---
name: streaming-into-data-lake
description: >
  Stream rows continuously into Apache Iceberg tables on S3 Tables (or
  standard Iceberg on a general purpose bucket) using Amazon Data Firehose
  with IcebergDestinationConfiguration. Covers the Firehose stream, the
  optional record-shaping Lambda (ProcessingConfiguration), the Lake
  Formation grants required for Firehose to write through Glue, and the
  three-phase CloudFormation deploy that gates the stream on grants
  existing. Triggers on: stream into data lake, Firehose to S3 Tables,
  Firehose to Iceberg, real-time ingestion to Iceberg, Firehose
  IcebergDestinationConfiguration, stream Kinesis to Iceberg, near
  real-time CDC to data lake, continuous append to Iceberg. Do NOT use
  for: batch file imports (use ingesting-into-data-lake), creating the
  destination Iceberg table itself (use creating-data-lake-table), the
  one-time Lake Formation onboarding (use setting-up-lake-formation),
  finding tables by fuzzy name (use finding-data-lake-assets), running
  queries (use querying-data-lake), Glue connections (Firehose does not
  use them; do not invoke connecting-to-data-source), Kinesis to Lambda
  to Redshift Data API direct writes (not Iceberg; recommend a different
  workflow), or producer-side Kafka or MSK setup.
argument-hint: "[stream-name|source-arn] [--target s3-tables|iceberg]"
license: Apache-2.0
metadata:
  service: [firehose, s3tables, glue, lakeformation, lambda, kinesis]
  task: [deploy, debug]
  persona: [developer, data-engineer]
  workload: [data-analytics]
  tags: aws, firehose, iceberg, s3-tables, glue, lake-formation, streaming, data-lake, real-time, lambda, transform, cloudformation
---

<!--
A submission-flavored copy of this skill (with the extra deployment
metadata the AWS MCP server registry requires) lives in a separate
fork.
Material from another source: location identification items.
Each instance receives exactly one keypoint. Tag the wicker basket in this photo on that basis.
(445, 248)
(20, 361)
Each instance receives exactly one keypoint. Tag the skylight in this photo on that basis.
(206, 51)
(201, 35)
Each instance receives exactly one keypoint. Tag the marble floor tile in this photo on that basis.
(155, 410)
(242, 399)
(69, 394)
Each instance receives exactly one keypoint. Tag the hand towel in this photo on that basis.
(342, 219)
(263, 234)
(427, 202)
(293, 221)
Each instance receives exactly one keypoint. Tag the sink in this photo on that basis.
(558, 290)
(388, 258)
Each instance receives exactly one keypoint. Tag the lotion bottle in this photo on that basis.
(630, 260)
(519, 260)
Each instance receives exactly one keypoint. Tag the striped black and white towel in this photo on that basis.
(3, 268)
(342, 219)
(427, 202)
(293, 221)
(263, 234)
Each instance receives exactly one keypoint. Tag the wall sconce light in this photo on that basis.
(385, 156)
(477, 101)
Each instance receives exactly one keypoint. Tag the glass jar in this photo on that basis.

The version here is the public learning copy.
-->

# Stream into Data Lake (Firehose to Iceberg)

Continuously land rows into an Iceberg table on S3 Tables or a general purpose bucket using Amazon Data Firehose. This skill assumes the destination Iceberg table already exists. Creating the table is owned by `creating-data-lake-table`. The first-time Lake Formation onboarding is owned by `setting-up-lake-formation`.

## Why this skill exists

Wiring Firehose to Iceberg through Lake Formation hits four failure modes that no AWS doc surfaces in one place: (1) Firehose silently routes records to the error bucket when the Lambda transformer's output column names do not exactly match the Iceberg schema; (2) Firehose drops Iceberg writes with `AccessDenied` until the Firehose role holds `DESCRIBE` and `SELECT` on the catalog and database plus `SELECT, INSERT, DELETE` on the table; (3) defining the Firehose stream and the Lake Formation grants in one CloudFormation template creates a race because CloudFormation evaluates IAM at stack-create time, before the grants apply; (4) re-deploying the stack with Firehose conditionals enabled but other condition flags omitted resets the unspecified flags to their template default of `false`, silently disabling resources that were already live.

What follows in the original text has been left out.